PHP's json_encode does not escape all JSON control characters

Question

Is there any reasons why PHP's json_encode function does not escape all JSON control characters in a string?

For example let's take a string which spans two rows and has control characters (\r \n " / \) in it:

<?php $s = <<<END First row. Second row w/ "double quotes" and backslash: \. END;  $s = json_encode($s); echo $s; // Will output: "First row.\r\nSecond row w\/ \"double quotes\" and backslash: \\." ?> 

Note that carriage return and newline chars are unescaped. Why?

I'm using jQuery as my JS library and it's $.getJSON() function will do fine when you fully, 100% trust incoming data. Otherwise I use JSON.org's library json2.js like everybody else. But if you try to parse that encoded string it throws an error:

<script type="text/javascript">  JSON.parse(<?php echo $s ?>);  // Will throw SyntaxError   </script> 

And you can't get the data! If you remove or escape \r \n " and \ in that string then JSON.parse() will not throw error.

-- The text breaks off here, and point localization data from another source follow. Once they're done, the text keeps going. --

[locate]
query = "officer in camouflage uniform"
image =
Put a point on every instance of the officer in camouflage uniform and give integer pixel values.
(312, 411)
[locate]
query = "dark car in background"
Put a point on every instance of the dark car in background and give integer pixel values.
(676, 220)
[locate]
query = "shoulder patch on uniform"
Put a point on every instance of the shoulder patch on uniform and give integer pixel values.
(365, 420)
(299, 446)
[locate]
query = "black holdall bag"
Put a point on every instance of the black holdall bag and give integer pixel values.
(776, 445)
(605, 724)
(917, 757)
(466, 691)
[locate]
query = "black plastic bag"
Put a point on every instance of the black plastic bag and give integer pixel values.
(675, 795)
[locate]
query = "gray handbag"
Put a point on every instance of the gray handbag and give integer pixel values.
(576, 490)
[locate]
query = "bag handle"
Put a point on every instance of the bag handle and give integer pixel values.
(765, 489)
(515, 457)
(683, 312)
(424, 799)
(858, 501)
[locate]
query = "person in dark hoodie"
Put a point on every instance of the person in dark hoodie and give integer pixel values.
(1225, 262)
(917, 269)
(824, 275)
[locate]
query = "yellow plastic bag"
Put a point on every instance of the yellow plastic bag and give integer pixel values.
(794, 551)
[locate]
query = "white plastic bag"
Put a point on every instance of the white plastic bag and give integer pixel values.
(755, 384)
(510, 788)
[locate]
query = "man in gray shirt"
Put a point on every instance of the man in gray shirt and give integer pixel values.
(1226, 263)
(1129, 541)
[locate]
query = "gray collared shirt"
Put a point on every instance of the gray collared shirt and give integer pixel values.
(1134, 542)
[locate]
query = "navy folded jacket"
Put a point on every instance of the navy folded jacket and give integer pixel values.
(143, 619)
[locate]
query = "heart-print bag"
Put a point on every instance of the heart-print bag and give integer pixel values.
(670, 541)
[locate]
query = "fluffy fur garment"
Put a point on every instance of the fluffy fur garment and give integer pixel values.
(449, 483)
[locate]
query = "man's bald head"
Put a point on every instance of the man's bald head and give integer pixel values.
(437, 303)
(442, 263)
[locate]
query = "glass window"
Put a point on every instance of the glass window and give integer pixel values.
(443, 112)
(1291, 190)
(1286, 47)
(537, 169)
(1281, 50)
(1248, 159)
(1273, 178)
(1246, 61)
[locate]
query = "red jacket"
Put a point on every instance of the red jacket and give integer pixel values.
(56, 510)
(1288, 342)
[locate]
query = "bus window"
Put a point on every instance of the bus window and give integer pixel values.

Is there any existing, good PHP function for escaping control characters. Simple str_replace with search and replace arrays will not work.

Answer 1

function escapeJsonString($value) {     # list from www.json.org: (\b backspace, \f formfeed)         $escapers =     array("\\",     "/",   "\"",  "\n",  "\r",  "\t", "\x08", "\x0c");     $replacements = array("\\\\", "\\/", "\\\"", "\\n", "\\r", "\\t",  "\\f",  "\\b");     $result = str_replace($escapers, $replacements, $value);     return $result;   } 

I'm using the above function which escapes a backslash (must be first in the arrays) and should deal with formfeeds and backspaces (I don't think \f and \b are supported in PHP).

Answer 2

D'oh - you need to double-encode: JSON.parse is expecting a string of course:

<script type="text/javascript">  JSON.parse(<?php echo json_encode($s) ?>);  </script>